BRIEF DESCRIPTION OF DRAWINGS
[0046] FIG. 1 shows an electron density of states in a
ferromagnetic state of Gd in Si.
[0047] FIG. 2 shows an electron density of states in a
ferromagnetic state of Eu in Si.
[0048] FIG. 3 shows an electron density of states in a
ferromagnetic state of Ce in Si.
[0049] FIG. 4 is a graph showing the difference .DELTA.E between
the total energy in an antiferromagnetic spin glass state and the
total energy in a ferromagnetic state in a case where a rare-earth
metal, such as Gd, Th or Dy, is added to Si to form a mixed crystal
of them.
[0050] FIG. 5 is a schematic diagram showing an MBE apparatus as an
example of an apparatus for forming a ferromagnetic silicon thin
film.
[0051] FIG. 6 is a graph showing the variation in ferromagnetic
transition temperature when the concentration of a rare-earth metal
to be added to Si to form a mixed crystal of them.

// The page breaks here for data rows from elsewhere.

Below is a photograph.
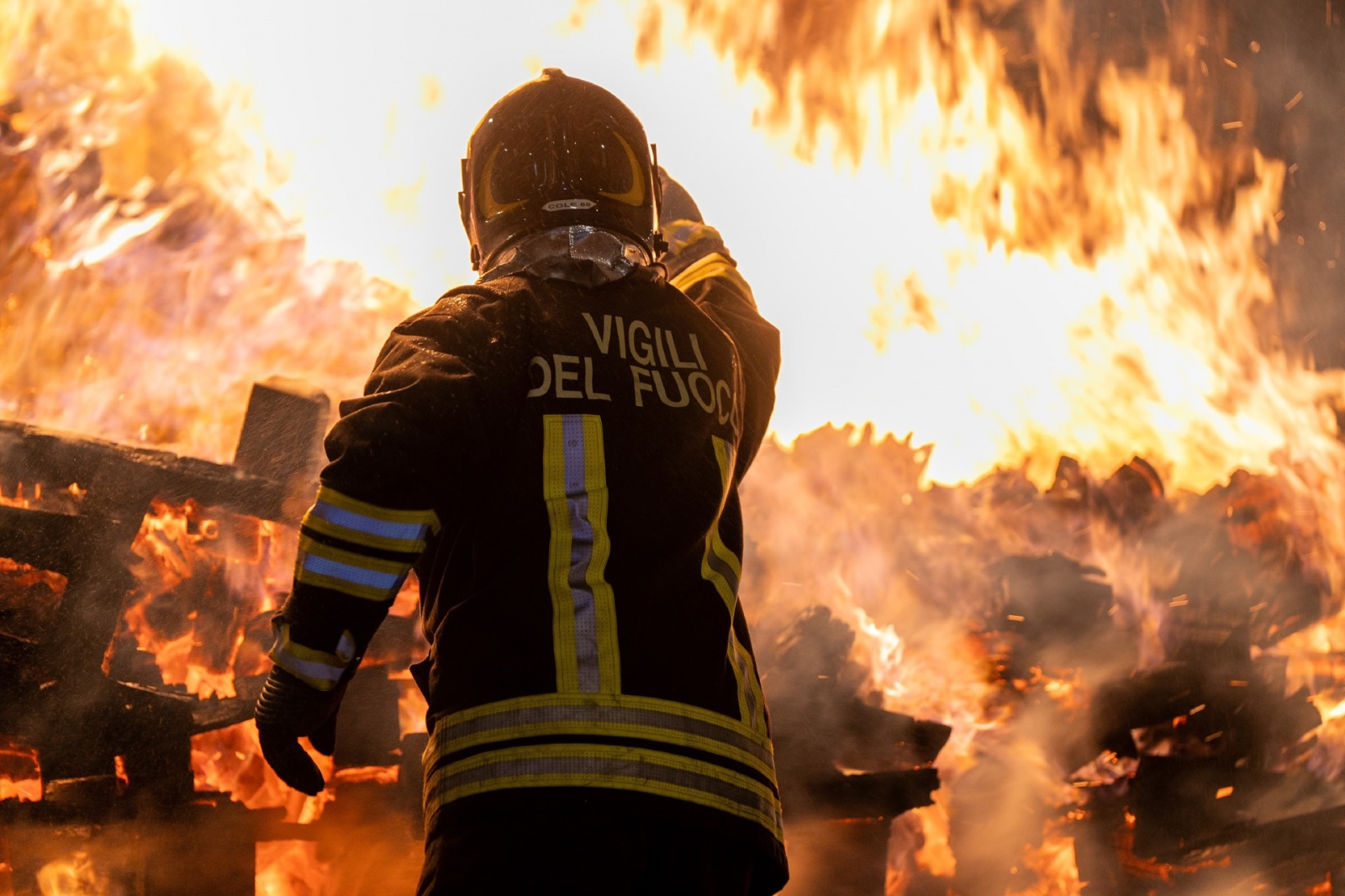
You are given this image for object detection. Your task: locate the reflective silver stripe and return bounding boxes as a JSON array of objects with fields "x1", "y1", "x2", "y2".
[
  {"x1": 303, "y1": 554, "x2": 402, "y2": 591},
  {"x1": 425, "y1": 744, "x2": 783, "y2": 840},
  {"x1": 272, "y1": 650, "x2": 345, "y2": 683},
  {"x1": 435, "y1": 704, "x2": 775, "y2": 779},
  {"x1": 561, "y1": 414, "x2": 601, "y2": 694},
  {"x1": 729, "y1": 631, "x2": 760, "y2": 728},
  {"x1": 311, "y1": 500, "x2": 429, "y2": 542}
]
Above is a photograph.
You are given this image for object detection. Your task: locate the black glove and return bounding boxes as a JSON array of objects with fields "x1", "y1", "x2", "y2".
[
  {"x1": 256, "y1": 666, "x2": 350, "y2": 797},
  {"x1": 659, "y1": 166, "x2": 704, "y2": 228}
]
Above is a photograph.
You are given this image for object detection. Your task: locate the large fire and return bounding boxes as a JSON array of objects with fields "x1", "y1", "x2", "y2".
[{"x1": 0, "y1": 0, "x2": 1345, "y2": 896}]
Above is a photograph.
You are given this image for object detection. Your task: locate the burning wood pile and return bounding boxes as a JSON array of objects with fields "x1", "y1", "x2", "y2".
[
  {"x1": 0, "y1": 0, "x2": 1345, "y2": 896},
  {"x1": 744, "y1": 430, "x2": 1345, "y2": 894},
  {"x1": 0, "y1": 382, "x2": 424, "y2": 896}
]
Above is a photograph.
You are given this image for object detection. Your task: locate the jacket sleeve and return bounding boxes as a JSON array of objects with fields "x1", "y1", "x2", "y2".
[
  {"x1": 662, "y1": 219, "x2": 780, "y2": 480},
  {"x1": 271, "y1": 295, "x2": 520, "y2": 690}
]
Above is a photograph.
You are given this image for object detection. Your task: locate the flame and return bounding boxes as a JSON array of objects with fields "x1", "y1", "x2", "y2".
[
  {"x1": 0, "y1": 0, "x2": 1345, "y2": 893},
  {"x1": 38, "y1": 851, "x2": 110, "y2": 896}
]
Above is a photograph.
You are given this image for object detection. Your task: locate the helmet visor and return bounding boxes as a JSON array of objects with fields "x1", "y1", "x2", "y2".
[{"x1": 475, "y1": 114, "x2": 648, "y2": 219}]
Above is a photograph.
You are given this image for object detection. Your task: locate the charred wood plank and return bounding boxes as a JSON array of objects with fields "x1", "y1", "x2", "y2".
[{"x1": 0, "y1": 421, "x2": 289, "y2": 520}]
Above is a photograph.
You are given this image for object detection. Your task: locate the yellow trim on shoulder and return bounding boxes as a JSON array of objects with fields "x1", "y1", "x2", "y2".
[{"x1": 668, "y1": 251, "x2": 752, "y2": 295}]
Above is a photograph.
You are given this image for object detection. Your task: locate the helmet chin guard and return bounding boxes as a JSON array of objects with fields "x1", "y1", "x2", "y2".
[{"x1": 459, "y1": 69, "x2": 663, "y2": 271}]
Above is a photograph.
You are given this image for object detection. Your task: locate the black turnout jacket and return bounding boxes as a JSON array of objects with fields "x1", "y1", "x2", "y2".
[{"x1": 272, "y1": 222, "x2": 785, "y2": 892}]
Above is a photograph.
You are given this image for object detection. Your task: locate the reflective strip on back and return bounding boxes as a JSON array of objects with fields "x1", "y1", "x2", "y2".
[
  {"x1": 701, "y1": 436, "x2": 742, "y2": 619},
  {"x1": 428, "y1": 694, "x2": 775, "y2": 780},
  {"x1": 425, "y1": 744, "x2": 784, "y2": 840},
  {"x1": 542, "y1": 414, "x2": 621, "y2": 693}
]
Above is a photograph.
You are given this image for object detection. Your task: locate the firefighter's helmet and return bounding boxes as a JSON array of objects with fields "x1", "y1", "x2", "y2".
[{"x1": 459, "y1": 69, "x2": 662, "y2": 271}]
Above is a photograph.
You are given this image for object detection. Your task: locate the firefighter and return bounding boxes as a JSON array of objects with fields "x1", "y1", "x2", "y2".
[{"x1": 257, "y1": 69, "x2": 787, "y2": 896}]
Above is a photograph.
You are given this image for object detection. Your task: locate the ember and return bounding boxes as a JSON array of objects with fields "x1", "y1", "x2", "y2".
[{"x1": 0, "y1": 0, "x2": 1345, "y2": 896}]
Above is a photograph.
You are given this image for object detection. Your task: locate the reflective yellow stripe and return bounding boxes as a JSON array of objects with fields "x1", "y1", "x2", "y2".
[
  {"x1": 425, "y1": 694, "x2": 775, "y2": 782},
  {"x1": 267, "y1": 623, "x2": 355, "y2": 690},
  {"x1": 300, "y1": 506, "x2": 429, "y2": 554},
  {"x1": 318, "y1": 486, "x2": 440, "y2": 533},
  {"x1": 294, "y1": 535, "x2": 412, "y2": 601},
  {"x1": 425, "y1": 744, "x2": 784, "y2": 840},
  {"x1": 542, "y1": 414, "x2": 621, "y2": 693},
  {"x1": 701, "y1": 436, "x2": 742, "y2": 619},
  {"x1": 729, "y1": 631, "x2": 765, "y2": 733},
  {"x1": 670, "y1": 251, "x2": 751, "y2": 293}
]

[0052] FIG. 7 is a graph showing the variation in ferromagnetic
transition temperature when the ratio between two or more of
rare-earth metal elements to be formed as a mixed crystal.
[0053] FIG. 8 is an explanatory diagram showing the change in
magnetic state when Ge is added together with n-type and p-type
dopants.
[0054] FIG. 9 is a graph showing a ferromagnetic transition
temperature of a ferromagnetic semiconductor in Example 1.
[0055] FIG. 10 is a graph showing a ferromagnetic transition
temperature of a ferromagnetic semiconductor in Example 2.
[0056] FIG. 11 is a graph showing a ferromagnetic transition
temperature of a ferromagnetic semiconductor in Example 3.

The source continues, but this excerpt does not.